Good collaboration is inherently focused on long-term growth. If you manage a team of junior developers, you know that simply writing the code for them every time they get stuck does not help them grow. A true mentor encourages independent development, adjusts the type of help provided, and understands that sometimes the best intervention is offering no help at all. The objective is to foster autonomy.
Current AI assistants operate in stark contrast to this dynamic. They are optimised for immediate satisfaction, providing instant answers to almost any query without ever refusing a request. In our rush to integrate these tools into our daily workflows—from writing emails to debugging complex architecture—we are largely ignoring a critical misalignment. These systems are fundamentally short-sighted collaborators. They are highly effective in the moment, but entirely indifferent to how that help affects the user’s cognitive resilience over time. We must consider whether our reliance on immediate answers is quietly eroding our disposition to struggle productively.
The Mechanics of Cognitive Deskilling
To understand how short-term assistance impacts long-term ability, researchers recently conducted a series of large-scale, randomised controlled trials involving 1,222 participants. The objective was to find causal evidence of how AI assistance alters subsequent independent problem-solving capacity.
The methodology was straightforward but revealing. Participants were tasked with foundational cognitive exercises, specifically mathematical reasoning and reading comprehension. One group worked through the problems independently, while another was given access to an AI assistant powered by GPT-5. This AI was configured to provide immediate, accurate answers with minimal effort from the user.
After a brief learning phase lasting roughly 10 to 15 minutes, the researchers removed the AI without warning. Participants were then asked to solve a final set of identical problems completely unassisted, and were given the explicit option to skip questions if they chose not to engage. Because there was no penalty for incorrect answers, choosing to skip a problem served as a clear metric for motivation and persistence.
The Immediate Drop in Persistence
The data presents a sobering reality for anyone managing knowledge workers. During the assisted phase, the AI predictably improved performance. However, the moment the technological scaffold was removed, the unassisted performance of the AI group dropped sharply.
More alarmingly, the AI condition actively damaged the participants’ willingness to try. Compared to the control group, people who had just spent ten minutes using AI were significantly more likely to give up and skip the test problems. The researchers noted that these effects on persistence emerged after only brief interactions with the AI.

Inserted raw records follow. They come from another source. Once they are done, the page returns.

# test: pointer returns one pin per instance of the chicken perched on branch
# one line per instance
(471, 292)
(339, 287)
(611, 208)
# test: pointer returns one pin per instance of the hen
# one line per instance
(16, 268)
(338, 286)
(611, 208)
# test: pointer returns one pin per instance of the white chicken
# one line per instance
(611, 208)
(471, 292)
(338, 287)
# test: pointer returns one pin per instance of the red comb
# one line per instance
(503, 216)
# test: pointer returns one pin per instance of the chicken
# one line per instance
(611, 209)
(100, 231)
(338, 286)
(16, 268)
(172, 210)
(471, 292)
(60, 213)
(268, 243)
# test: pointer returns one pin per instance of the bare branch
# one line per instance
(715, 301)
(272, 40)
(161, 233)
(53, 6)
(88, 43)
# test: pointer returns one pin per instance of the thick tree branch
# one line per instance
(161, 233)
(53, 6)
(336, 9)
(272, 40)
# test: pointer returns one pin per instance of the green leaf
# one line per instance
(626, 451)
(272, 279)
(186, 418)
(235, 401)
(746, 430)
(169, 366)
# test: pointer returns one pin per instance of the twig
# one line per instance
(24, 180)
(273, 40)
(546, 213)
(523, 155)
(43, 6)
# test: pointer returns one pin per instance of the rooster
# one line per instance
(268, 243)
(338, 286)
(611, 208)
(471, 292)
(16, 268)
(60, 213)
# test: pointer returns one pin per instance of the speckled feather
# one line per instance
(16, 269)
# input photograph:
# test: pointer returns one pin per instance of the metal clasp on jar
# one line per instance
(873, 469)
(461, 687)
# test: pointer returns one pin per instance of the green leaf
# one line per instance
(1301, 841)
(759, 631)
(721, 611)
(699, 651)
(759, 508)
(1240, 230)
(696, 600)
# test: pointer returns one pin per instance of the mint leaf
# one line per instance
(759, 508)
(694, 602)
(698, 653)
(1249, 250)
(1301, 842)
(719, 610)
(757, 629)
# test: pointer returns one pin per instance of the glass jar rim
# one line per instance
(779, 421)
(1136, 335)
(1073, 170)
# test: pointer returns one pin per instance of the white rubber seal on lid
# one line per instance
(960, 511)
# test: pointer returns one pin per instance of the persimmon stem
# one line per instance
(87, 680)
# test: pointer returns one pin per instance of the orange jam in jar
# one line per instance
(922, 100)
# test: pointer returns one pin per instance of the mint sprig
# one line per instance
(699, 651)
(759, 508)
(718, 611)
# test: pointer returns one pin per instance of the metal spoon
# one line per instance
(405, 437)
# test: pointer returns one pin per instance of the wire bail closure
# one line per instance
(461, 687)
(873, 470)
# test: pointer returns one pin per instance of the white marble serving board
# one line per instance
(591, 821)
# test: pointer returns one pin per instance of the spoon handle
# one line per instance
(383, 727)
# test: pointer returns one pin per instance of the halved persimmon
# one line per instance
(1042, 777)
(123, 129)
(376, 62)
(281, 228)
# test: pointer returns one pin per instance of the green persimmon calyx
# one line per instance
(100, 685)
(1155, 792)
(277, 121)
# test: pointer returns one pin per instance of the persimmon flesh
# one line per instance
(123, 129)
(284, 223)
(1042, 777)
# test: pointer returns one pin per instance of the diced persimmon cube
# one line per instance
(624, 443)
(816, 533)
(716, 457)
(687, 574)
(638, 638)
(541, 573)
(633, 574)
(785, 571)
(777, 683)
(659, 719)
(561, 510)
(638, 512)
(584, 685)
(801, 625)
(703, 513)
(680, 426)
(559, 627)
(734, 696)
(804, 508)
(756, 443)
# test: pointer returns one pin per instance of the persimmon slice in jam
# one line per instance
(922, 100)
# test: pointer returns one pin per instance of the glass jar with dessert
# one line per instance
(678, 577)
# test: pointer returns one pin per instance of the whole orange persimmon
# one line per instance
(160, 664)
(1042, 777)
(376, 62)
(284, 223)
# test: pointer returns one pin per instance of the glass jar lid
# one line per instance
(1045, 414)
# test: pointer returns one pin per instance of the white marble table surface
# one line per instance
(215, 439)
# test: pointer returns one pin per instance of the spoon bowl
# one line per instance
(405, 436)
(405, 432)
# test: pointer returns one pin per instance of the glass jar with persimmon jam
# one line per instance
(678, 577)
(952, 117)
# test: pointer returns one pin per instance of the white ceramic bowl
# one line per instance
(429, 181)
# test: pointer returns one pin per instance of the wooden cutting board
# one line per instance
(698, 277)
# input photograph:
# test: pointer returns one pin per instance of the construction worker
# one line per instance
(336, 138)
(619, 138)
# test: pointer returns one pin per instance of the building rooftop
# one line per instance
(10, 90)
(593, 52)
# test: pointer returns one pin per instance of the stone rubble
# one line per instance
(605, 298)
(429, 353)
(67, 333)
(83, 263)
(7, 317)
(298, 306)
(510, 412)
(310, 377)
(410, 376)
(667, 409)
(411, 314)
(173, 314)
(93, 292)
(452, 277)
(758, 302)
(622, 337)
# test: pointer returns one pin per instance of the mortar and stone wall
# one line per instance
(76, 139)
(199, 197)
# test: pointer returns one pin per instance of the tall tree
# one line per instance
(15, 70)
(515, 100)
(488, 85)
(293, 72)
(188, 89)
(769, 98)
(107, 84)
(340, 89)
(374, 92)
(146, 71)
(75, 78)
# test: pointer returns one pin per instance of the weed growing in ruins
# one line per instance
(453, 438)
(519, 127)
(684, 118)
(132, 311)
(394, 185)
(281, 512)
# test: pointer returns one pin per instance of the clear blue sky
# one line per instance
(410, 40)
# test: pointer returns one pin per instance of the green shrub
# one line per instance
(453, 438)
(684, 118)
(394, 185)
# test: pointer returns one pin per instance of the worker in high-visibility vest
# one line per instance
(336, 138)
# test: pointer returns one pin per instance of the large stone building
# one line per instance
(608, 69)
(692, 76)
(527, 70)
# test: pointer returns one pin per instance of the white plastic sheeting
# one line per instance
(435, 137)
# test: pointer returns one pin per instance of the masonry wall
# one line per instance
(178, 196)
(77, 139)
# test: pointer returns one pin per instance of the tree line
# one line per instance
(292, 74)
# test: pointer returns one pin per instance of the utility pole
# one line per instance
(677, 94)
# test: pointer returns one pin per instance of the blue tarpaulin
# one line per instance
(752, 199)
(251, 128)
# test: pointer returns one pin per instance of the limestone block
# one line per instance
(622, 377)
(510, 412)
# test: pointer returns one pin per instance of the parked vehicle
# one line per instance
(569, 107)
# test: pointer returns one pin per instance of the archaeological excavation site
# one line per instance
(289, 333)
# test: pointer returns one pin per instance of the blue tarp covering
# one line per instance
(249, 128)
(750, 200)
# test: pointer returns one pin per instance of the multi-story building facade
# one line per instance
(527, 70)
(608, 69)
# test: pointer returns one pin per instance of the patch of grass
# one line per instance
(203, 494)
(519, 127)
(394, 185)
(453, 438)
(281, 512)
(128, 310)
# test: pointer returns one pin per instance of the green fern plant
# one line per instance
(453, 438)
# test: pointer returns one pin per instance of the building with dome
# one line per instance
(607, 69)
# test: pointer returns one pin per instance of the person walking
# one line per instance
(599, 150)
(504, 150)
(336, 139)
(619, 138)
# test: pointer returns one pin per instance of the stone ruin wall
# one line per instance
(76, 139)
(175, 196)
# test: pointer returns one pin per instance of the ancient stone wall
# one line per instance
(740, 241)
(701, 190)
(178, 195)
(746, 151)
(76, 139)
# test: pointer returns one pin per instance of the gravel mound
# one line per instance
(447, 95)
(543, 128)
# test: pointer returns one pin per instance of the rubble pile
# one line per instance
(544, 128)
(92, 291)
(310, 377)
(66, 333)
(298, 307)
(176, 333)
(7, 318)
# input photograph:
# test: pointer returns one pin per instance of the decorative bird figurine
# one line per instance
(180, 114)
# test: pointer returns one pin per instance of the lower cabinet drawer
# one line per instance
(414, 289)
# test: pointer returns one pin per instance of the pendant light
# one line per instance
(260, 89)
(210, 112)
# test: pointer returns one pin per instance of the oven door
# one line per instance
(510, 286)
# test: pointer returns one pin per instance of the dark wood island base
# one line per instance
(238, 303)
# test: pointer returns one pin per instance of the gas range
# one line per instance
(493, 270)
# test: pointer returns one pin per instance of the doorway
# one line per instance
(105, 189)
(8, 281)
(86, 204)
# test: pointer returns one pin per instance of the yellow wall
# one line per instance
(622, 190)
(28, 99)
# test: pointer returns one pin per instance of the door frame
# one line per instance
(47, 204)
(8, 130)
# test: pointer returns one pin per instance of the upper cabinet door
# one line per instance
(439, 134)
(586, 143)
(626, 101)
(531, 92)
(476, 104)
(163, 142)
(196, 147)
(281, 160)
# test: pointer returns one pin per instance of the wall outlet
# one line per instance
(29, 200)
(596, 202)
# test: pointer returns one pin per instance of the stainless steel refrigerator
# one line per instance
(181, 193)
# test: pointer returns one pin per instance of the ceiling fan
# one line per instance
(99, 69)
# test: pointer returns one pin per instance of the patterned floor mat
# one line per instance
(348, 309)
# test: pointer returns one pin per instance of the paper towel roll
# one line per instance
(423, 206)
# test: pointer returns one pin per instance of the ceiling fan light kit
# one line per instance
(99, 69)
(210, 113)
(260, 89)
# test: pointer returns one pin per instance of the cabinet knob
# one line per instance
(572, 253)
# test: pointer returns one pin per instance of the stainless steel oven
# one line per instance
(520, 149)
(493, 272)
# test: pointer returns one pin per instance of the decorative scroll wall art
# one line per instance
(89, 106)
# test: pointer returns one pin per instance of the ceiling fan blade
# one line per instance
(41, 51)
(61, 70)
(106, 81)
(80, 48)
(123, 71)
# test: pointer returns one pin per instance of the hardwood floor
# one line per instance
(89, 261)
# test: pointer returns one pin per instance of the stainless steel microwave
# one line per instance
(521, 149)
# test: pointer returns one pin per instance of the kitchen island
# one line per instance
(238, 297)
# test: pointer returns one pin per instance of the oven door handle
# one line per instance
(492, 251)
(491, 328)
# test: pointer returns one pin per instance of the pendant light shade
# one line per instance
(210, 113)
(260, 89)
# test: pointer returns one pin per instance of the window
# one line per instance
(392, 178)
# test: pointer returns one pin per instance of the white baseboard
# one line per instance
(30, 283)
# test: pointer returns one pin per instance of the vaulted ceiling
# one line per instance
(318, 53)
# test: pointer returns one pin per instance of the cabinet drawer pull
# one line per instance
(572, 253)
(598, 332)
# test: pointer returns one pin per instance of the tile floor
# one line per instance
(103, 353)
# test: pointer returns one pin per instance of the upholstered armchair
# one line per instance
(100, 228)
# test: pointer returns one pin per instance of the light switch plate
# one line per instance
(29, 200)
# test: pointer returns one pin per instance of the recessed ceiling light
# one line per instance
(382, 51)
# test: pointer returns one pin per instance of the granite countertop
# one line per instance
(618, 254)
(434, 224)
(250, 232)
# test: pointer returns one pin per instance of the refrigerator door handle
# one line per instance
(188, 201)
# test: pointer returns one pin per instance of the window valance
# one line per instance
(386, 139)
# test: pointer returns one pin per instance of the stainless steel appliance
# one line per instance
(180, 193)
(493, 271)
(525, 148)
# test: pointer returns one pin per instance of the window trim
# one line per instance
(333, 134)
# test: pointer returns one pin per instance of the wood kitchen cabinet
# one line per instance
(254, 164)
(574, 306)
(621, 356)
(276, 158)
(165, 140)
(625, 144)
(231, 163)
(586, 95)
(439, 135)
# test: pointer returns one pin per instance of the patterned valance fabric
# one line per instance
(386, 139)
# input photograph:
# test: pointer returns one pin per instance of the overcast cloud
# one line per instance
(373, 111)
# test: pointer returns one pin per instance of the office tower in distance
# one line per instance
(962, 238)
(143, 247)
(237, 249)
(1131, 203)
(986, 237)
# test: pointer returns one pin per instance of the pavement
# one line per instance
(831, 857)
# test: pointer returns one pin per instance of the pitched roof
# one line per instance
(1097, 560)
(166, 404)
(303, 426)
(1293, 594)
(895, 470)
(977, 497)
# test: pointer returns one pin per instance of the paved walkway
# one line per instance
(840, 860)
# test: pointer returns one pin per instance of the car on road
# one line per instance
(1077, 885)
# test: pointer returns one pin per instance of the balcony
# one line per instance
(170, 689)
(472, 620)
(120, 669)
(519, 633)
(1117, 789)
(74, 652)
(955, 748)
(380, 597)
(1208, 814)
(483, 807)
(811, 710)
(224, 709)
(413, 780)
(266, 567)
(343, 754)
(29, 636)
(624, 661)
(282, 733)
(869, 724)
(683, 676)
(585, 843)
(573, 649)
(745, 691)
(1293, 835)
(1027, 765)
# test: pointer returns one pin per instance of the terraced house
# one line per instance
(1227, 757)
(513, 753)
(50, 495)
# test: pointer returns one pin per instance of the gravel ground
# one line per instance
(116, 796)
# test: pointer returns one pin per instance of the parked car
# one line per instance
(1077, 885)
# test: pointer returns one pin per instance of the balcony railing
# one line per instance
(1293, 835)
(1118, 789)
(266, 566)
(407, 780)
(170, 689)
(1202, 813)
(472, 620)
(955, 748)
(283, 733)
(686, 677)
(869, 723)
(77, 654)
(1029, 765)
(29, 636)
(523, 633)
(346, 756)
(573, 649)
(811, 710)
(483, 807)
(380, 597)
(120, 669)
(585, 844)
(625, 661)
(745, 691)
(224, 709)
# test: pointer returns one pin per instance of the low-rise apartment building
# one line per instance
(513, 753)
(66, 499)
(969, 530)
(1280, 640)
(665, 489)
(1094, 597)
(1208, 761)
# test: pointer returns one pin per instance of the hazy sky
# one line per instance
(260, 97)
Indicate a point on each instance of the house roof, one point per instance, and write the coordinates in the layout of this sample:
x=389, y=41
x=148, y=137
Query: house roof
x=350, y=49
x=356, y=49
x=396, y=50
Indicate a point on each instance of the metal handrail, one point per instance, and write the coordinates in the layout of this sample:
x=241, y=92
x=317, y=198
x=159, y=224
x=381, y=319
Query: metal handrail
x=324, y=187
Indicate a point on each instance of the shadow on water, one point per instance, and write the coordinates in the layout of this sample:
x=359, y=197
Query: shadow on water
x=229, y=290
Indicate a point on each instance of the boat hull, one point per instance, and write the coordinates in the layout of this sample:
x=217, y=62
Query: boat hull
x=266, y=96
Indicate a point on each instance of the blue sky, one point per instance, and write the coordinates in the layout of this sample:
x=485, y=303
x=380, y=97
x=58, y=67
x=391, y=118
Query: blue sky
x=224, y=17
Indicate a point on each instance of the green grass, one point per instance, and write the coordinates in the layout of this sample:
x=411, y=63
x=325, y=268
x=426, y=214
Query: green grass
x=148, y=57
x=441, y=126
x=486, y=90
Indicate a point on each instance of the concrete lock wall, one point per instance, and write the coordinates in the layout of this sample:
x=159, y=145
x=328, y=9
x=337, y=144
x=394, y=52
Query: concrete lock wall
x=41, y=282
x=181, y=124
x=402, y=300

The studies also revealed exactly how people were using the tool, which correlated directly with their subsequent decline. The negative effects on persistence and independent performance were highly concentrated among participants who used the AI to obtain direct solutions. When people prompted the AI to simply solve the tasks for them, their performance fell below their own initial baseline, and their skip rates spiked. Conversely, those who used the AI to ask for hints or clarify their understanding fared much better, maintaining their drive to work through the logic.
This pattern replicated across entirely different cognitive domains. Whether participants were solving fractions or decoding complex reading comprehension passages, the outcome remained consistent: the AI eroded their independent capability.
Redesigning for Long-Term Competence
These findings point to a structural flaw in how we currently interact with large language models. When an AI routinely completes a task in seconds, our internal reference point for how much effort a task should require begins to shift. Unaided work starts to feel subjectively more difficult and exhausting, making the temptation to offload the next task even stronger. By removing the productive struggle, we deny ourselves the opportunity to calibrate our own capabilities, which is the exact metacognitive process required to sustain persistence.
For engineering leaders and product builders, this is a clear design imperative. We cannot treat AI merely as an answer machine. If we are to build systems that support human intellect rather than displace it, our AI models must prioritise scaffolding long-term competence alongside immediate task completion. Just as a good senior engineer knows when to let a junior struggle with a bug, our digital collaborators must eventually learn when not to help.